A concessionária listou outras intervenções estruturais, que agora ficam como compromisso firmado com a população marabaense:

  • Fim das tubulações estouradas: Promessa de instalação de Inversores de Frequência (“Soft Start”). O equipamento faz com que as bombas liguem gradualmente, eliminando as pancadas de pressão que costumam romper a antiga rede de água nos bairros.
  • Captação de água reforçada: A empresa afirma que substituiu a única bomba antiga encontrada em dezembro por três bombas anfíbias modernas, e que uma quarta bomba de segurança está sendo instalada.
  • Aumento de volume: A gestão declarou ter elevado a distribuição de 1.800 m³/h para 2.300 m³/h, com a meta de atingir 2.800 m³/h após a reforma dos leitos filtrantes da estação.

CRÍTICAS

O descontentamento popular com a Águas do Pará, no entanto, vai além do atual “apagão” de quatro dias. A reportagem do CORREIO observou que, nas redes sociais, a principal queixa dos marabaenses aponta para uma piora no serviço após a troca de gestão. Moradores cobram a empresa afirmando que, sob a administração da Cosanpa, as interrupções no fornecimento eram consideravelmente menores e menos frequentes do que as registradas nos últimos meses.

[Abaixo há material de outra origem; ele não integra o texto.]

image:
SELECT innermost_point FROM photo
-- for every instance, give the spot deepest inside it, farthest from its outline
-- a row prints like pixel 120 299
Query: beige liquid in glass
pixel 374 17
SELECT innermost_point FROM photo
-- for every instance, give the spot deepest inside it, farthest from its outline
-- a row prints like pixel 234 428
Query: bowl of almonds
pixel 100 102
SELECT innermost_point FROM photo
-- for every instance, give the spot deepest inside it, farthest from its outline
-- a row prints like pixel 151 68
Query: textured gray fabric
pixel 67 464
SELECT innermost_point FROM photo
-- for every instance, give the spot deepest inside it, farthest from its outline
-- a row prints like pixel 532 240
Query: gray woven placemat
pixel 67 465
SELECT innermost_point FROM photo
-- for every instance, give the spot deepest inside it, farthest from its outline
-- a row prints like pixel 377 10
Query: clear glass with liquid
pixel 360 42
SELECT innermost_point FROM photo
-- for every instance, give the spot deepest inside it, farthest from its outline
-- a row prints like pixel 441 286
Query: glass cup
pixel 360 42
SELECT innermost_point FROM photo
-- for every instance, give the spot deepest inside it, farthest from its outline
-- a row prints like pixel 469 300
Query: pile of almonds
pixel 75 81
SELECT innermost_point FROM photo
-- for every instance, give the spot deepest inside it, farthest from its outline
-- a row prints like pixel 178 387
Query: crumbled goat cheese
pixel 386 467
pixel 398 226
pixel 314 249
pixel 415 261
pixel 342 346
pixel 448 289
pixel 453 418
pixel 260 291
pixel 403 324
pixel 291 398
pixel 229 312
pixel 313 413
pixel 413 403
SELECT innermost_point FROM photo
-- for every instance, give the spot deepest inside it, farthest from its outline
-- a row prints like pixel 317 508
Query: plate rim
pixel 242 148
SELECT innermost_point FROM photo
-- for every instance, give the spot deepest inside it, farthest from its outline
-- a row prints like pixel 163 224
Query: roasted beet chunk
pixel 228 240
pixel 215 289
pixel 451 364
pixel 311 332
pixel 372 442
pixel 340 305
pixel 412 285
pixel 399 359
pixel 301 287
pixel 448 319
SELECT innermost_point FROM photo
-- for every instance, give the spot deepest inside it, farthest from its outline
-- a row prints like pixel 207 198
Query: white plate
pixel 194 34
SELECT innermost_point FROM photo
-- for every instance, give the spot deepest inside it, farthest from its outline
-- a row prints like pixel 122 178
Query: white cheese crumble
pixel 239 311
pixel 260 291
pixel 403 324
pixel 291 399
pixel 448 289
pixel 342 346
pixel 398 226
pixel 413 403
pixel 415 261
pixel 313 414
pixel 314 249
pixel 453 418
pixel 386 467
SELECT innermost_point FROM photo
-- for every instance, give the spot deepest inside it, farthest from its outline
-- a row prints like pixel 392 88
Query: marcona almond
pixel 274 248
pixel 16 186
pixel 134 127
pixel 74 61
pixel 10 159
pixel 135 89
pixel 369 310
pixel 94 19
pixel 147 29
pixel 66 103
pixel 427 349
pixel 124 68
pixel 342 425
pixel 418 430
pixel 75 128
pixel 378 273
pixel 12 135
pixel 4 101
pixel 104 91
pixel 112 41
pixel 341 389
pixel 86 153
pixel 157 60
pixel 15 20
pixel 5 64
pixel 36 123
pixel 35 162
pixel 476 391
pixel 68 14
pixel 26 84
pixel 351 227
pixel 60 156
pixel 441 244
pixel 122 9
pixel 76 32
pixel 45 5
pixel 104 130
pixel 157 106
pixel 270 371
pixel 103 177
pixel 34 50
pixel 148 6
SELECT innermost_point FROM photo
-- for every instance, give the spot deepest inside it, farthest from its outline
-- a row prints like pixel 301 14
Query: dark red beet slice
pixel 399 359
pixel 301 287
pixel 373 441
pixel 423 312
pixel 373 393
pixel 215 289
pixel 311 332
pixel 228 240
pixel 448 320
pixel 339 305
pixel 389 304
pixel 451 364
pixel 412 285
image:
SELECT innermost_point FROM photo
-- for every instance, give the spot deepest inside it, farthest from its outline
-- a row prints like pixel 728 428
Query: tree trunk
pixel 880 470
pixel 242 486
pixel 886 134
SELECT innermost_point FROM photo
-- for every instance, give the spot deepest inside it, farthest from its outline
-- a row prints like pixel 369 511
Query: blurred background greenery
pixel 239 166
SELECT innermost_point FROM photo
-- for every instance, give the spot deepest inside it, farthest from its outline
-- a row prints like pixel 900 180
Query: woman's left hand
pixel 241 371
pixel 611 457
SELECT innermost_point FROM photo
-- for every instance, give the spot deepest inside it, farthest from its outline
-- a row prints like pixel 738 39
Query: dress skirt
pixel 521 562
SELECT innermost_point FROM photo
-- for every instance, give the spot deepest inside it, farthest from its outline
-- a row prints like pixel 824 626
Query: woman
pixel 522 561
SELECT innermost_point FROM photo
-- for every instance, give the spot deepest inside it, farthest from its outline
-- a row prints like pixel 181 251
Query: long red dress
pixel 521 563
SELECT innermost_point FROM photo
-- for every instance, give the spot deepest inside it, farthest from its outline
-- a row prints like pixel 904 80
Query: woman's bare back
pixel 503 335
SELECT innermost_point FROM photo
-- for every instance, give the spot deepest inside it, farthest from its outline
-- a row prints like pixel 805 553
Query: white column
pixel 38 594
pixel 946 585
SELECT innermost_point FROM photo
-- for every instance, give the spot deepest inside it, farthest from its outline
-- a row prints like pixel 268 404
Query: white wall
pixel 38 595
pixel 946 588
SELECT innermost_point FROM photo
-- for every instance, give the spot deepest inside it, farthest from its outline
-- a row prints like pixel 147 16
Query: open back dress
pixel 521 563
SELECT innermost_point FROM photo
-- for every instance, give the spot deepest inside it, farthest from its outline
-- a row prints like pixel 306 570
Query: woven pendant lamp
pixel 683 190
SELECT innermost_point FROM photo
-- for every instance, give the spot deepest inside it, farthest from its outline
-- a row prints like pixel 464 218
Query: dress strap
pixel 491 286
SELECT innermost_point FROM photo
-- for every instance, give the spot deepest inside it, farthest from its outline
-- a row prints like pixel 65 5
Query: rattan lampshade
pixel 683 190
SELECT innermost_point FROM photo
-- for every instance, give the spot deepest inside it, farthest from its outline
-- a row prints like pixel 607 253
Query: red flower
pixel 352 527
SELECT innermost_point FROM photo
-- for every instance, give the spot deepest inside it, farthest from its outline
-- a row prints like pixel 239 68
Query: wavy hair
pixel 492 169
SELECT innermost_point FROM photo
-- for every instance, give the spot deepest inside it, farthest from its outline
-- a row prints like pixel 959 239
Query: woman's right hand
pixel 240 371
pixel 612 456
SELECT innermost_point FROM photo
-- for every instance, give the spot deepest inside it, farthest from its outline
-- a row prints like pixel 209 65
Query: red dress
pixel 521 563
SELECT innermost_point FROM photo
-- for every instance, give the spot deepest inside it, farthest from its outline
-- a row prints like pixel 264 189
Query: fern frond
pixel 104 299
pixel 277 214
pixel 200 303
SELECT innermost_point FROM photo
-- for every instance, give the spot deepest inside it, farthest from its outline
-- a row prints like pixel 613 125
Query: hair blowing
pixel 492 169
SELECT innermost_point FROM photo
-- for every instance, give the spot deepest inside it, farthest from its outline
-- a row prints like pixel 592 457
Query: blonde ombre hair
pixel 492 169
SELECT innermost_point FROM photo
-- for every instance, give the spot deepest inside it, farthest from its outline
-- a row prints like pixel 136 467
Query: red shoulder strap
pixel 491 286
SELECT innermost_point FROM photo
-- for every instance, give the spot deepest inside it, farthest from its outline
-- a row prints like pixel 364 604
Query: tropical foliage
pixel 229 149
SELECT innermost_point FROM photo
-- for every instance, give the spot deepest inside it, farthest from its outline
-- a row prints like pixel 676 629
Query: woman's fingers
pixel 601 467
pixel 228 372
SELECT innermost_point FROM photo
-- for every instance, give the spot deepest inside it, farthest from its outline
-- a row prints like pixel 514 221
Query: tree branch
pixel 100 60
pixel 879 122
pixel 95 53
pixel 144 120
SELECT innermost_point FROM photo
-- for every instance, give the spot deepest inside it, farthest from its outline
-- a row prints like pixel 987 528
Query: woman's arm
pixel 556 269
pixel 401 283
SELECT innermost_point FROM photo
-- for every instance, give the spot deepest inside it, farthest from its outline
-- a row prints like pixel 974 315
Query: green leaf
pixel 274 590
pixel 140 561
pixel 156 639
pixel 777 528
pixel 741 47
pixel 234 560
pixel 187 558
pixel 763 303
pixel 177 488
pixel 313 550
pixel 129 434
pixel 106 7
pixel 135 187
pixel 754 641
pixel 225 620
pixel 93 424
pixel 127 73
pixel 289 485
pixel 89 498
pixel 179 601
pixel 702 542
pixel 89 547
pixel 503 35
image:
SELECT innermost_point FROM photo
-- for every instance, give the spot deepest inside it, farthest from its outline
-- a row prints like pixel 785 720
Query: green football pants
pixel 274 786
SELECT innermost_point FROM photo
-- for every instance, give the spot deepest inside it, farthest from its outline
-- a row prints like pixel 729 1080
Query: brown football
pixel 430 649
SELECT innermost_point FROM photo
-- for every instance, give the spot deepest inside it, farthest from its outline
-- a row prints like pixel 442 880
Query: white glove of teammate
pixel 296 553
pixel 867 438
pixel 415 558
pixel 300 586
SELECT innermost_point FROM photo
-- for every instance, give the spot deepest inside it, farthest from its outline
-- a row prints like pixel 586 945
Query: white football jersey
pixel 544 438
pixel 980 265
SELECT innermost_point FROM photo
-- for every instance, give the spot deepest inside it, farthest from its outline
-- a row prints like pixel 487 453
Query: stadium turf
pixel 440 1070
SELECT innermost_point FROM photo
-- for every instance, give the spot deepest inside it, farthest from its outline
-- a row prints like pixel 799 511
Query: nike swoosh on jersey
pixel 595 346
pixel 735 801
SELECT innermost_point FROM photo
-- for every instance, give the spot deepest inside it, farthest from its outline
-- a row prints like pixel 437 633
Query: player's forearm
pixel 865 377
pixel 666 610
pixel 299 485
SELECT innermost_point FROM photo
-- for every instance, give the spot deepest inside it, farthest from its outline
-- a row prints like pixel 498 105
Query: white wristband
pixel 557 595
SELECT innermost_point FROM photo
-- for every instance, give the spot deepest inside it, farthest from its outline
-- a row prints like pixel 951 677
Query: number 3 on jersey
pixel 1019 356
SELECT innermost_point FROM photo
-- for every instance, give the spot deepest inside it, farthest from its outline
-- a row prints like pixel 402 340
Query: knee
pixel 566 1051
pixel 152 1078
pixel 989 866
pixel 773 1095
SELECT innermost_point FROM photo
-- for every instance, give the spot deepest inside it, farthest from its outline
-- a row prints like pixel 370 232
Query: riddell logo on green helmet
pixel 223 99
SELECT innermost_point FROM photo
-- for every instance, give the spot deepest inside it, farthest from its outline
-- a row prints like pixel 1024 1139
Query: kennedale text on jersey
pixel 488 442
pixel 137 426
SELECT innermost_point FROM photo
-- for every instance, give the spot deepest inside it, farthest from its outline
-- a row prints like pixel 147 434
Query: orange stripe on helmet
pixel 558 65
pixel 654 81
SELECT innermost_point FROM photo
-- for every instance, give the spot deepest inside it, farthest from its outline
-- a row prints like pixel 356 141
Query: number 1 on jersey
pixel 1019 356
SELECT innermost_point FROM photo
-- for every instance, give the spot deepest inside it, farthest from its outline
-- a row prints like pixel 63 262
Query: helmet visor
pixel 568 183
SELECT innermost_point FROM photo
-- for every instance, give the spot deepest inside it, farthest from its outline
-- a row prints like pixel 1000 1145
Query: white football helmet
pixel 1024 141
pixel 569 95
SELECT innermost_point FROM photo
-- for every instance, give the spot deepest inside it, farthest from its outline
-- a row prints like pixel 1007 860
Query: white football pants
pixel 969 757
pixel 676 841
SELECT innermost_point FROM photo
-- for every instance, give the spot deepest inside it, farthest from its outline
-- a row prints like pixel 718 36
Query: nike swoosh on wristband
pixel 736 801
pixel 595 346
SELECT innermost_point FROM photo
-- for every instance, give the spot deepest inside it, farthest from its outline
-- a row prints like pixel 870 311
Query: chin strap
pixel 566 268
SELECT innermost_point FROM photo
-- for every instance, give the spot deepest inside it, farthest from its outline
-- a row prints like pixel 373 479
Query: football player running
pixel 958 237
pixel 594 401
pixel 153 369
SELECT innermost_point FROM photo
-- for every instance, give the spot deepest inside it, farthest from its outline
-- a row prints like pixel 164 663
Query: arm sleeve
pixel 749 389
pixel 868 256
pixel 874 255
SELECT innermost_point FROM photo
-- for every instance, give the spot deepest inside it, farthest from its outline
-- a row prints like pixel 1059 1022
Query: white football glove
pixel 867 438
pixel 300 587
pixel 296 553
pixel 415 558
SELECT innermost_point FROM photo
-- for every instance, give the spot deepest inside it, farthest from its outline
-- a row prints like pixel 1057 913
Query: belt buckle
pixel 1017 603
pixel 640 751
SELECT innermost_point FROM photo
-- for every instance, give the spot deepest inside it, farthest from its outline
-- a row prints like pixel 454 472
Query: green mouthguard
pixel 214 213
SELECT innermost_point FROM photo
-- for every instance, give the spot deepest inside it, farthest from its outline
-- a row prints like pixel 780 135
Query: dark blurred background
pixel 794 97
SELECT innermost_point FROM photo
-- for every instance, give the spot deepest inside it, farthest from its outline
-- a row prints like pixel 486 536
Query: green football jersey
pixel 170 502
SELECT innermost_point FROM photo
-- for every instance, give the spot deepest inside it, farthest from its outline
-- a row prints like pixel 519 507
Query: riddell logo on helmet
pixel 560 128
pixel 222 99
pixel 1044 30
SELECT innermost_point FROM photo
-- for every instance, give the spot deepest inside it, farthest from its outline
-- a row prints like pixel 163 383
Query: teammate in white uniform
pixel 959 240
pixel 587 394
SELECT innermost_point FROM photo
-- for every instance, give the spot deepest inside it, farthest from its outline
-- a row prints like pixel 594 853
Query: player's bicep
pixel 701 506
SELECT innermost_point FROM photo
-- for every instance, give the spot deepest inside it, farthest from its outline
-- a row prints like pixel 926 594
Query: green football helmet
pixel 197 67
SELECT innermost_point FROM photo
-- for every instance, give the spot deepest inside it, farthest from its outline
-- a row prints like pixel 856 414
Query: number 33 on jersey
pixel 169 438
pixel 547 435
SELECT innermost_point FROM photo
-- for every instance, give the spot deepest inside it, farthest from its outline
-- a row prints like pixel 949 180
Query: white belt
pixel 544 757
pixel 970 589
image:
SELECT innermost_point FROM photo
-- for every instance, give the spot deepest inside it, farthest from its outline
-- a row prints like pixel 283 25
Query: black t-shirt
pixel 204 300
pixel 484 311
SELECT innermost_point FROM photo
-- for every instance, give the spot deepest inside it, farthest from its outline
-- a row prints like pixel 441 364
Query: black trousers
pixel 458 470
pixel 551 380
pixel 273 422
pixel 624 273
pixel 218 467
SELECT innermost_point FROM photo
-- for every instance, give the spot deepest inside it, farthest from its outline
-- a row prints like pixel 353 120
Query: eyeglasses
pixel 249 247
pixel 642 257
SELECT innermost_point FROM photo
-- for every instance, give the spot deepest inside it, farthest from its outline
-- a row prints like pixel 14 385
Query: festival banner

Questionado durante a entrevista sobre essa insatisfação e o aumento relatado nas falhas rotineiras, Felipe atribuiu a instabilidade à infraestrutura precária herdada e classificou as queixas como uma “sensação” que precisa ser revertida pela empresa.

“Desde que a gente chegou, a gente teve aí um problema na captação de água. Só havia uma bomba instalada, bastante antiga, sujeita a um esforço muito grande, que pode apresentar falhas. Então, a gente já vem fazendo uma série de melhorias no sistema para diminuir essa sensação de desabastecimento”, argumentou ele, defendendo o ritmo das ações da nova gestão.

A expectativa agora se concentra na chegada do equipamento ao longo do fim de semana e na efetiva retomada dos serviços pela concessionária. O CORREIO segue acompanhando a situação do desabastecimento em Marabá e atualizará as informações assim que a instalação na ETA Nova Marabá for concluída.